9 Haziran 2013 Pazar

SBS (Sinir Bozma Sınavı)

  Bir açılımı daha var, "Seviye Belirleme Sınavı" diye. Ama bence bu çok saçma. Ne yani kötü puan alınca "seviyesiz" mi oluyoruz? Ha, biz maNga fanları için bir açılımı daha da var, "Sakın Bana Söyleme". O da iyi şarkıdır, dinleyin. Neyse, asıl konumuza gelelim.
  Her şey bitti işte. Sınava girdim, yaptım ve çıktım.

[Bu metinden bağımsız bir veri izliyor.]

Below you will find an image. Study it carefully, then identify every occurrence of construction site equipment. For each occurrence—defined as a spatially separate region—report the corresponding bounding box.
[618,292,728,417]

Bu saçma sınavı bu kadar büyütmemin tek sebebi, bir yıldır her konunun, yaptığım çoğu şeyin SBS'ye bağlanmasıydı. Uyurken bile SBS için uyuyordum. Yemek yerken, nadiren de olsa film izlerken, müzik dinlerken, özellikle bu yıl sanki her şeyi SBS için yapıyordum. Ben dün sadece o kodlama kağıdını teslim etmedim gözetmen öğretmene. Sekiz yılın emeğini, o sıcak yaz tatillerinde ders çalıştığım zamanları, özellikle bu yıl beni gezmeye çağıran arkadaşlarıma söylediğim "hayır"ları, "Öğretmenim, bana birkaç saat ayırabilir misiniz? Sorularım var."ları, "Hadi son aylar, sık dişini!"leri, altı yüz yedi yüz liralık kitapları,sinir nöbetlerimi, nadiren gözyaşlarımı, kısacası sekiz yıldır bana ifade edilmesini istemeyeceğim şeyler ifade eden hemen hemen her şeyi verdim ben gözetmen öğretmene.
  Ve hiçbir şey kalmadı sanki elimde. Öyle çok şey bitti ki, mal gibi kaldım ortada. Hala rüyada gibiyim. Hala o bir yıldır durmaksızın sözünü ettiğimiz SBS'nin geçmiş olmasını algılayamıyorum. Ve bunun nedenini çok iyi biliyorum.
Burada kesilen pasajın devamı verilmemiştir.